Podcast “Surra de Lúpulo”, ep. 76: aprenda tudo sobre malte com Ana Pettermann

Tudo sobre malte com Ana PettermannNo episódio 76 do nosso podcast sobre cervejas artesanais, Surra de Lúpulo, aprenda tudo sobre malte com Ana Pettermann, Gerente Regional de Qualidade, sendo responsável pelas 6 maltarias da Ambev na América do Sul.

Engenheira de alimentos, Ana é técnica e mestre cervejeira, além de sommelier. Iniciando a carreira em 2008 e com um MBA em Gestão de Qualidade.

O que é malte?

Apesar de utilizado pelas cervejarias em suas produções, muitos consumidores e entusiastas não sabem detalhe a detalhe o que é o malte e como ele auxilia na composição da cerveja. Ana conta que o malte é qualquer cereal que passou pelo processo de malteação, sendo responsável por fornecer os atributos-chave da cerveja.

“Os principais atributos que o malte fornece para a cerveja são a cor, o aroma, o sabor, corpo e vai impactar diretamente na formação e retenção de espuma. Através da fermentação, vai impactar na promoção do álcool e de forma direta ou indireta na formação de alguns flavours”.

Ana explica que o malte é uma matéria-prima de extrema importância, pois está presente em todo o processo cervejeiro, do início até chegar ao copo de cerveja.

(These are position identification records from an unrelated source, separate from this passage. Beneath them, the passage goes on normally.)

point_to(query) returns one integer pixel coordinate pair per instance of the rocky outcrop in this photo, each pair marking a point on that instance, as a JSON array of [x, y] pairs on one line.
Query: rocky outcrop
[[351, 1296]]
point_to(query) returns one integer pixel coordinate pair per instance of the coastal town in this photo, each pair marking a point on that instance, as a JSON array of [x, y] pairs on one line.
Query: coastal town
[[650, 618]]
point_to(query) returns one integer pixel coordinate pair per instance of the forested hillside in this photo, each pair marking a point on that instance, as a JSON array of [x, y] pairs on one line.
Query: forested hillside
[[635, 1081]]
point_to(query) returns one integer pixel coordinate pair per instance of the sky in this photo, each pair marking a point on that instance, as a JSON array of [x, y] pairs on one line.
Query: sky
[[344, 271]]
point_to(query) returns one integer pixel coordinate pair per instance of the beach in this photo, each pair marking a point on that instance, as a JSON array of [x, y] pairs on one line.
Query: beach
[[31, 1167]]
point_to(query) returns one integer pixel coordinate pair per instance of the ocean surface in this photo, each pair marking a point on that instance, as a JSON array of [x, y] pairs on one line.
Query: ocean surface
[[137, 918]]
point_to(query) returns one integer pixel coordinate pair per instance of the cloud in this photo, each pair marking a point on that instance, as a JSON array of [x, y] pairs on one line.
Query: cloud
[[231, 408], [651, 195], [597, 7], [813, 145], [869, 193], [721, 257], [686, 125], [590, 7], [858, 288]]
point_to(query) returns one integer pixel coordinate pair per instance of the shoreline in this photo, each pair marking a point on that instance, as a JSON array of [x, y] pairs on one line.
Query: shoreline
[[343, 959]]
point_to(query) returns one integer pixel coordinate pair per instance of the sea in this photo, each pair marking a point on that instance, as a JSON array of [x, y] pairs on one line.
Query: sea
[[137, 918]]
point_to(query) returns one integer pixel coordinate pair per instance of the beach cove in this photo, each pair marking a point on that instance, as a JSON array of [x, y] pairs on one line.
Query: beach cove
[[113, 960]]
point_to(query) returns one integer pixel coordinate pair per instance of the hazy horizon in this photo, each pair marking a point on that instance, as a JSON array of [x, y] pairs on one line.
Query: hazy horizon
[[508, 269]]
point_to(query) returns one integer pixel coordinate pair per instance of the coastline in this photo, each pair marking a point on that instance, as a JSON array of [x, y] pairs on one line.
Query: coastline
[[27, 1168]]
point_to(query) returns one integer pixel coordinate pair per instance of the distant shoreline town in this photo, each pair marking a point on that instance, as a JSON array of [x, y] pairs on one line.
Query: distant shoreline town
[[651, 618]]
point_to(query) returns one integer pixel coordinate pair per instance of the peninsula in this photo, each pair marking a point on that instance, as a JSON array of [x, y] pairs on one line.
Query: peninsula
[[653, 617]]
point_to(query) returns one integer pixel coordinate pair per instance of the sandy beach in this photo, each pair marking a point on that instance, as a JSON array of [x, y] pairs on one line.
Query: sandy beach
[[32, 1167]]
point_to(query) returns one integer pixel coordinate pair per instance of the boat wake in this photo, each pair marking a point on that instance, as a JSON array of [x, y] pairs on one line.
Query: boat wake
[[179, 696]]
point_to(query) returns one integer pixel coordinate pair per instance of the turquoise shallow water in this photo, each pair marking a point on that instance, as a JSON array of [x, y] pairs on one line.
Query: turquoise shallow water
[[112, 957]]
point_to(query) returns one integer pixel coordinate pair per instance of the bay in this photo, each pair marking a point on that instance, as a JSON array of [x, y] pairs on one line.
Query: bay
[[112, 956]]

“Qualquer cereal que germine pode ser utilizado ou pensado para o processo de malteação. Alguns exemplos são a cevada, o trigo, o centeio, sorgo, triticale, aveia e arroz. Diversos cereais distintos são usados no universo da maltaria. E, claro, dependendo do cereal utilizado, vai ter uma característica diferente no malte produzido”.

Maltes diversos

Devido à variedade de grãos que podem ser usados no processo de malteação, cada um deles pode trazer características diferentes ao malte. No mundo, o cereal mais utilizado é a cevada, e Ana explica algumas das razões.

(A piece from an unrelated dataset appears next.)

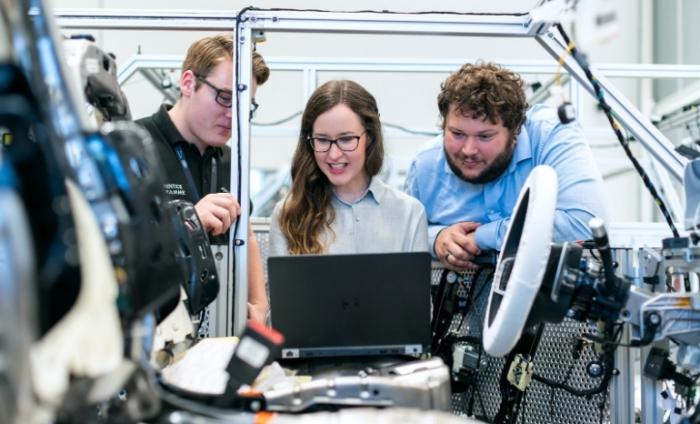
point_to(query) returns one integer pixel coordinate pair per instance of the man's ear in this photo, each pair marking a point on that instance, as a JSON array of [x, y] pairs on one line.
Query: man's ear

“Algumas características específicas fazem com que ela seja propícia para o mundo cervejeiro, tanto dentro da maltaria, quanto da cervejaria. Algumas delas são bem bacanas porque explicam um pouco a razão de ser de uma maltaria, como a presença de casca, usada pelo malteiro pro processo de conservação e malteação, e para o cervejeiro, dependendo da tecnologia da filtração de mosto que ele usa. Outra é que a cevada possui um baixíssimo percentual de lipídeos frente a outros cereais impactando positivamente na estabilidade sensorial da cerveja”.

Ana continua e diz que a cevada possui uma boa relação entre proteína e amido, trazendo equilíbrio que impacta diretamente na produção e retenção de espuma, além de uma estabilidade coloidal.

Processos de malteação

A especialista enfatiza que o processo de malteação é fundamental dentro de uma cervejaria, e é definida pela germinação controla do cereal. Ainda de acordo com Ana, diversos parâmetros precisam ser controlados à risca pelos malteiros: temperatura, tempo e umidade.

“O principal objetivo é o enriquecimento enzimático do cereal e realizar uma série de transformações no endosperma da cevada”.

Com isso, temos um grão de malte friável, pois as moléculas precisam ser quebradas na maltaria para serem absorvidas pela levedura.

Etapas da maltaria

Ana divide as etapas da maltaria em 4 partes: recebimento da matéria-prima, maceração, germinação e secagem.

Na primeira etapa, o cereal recebido precisa ter uma qualidade de ponta, sendo assim um cereal cervejeiro de acordo com os seguintes critérios: tamanho do grão, percentual de umidade e proteína, aspecto visual, odor e análise da capacidade germinativa.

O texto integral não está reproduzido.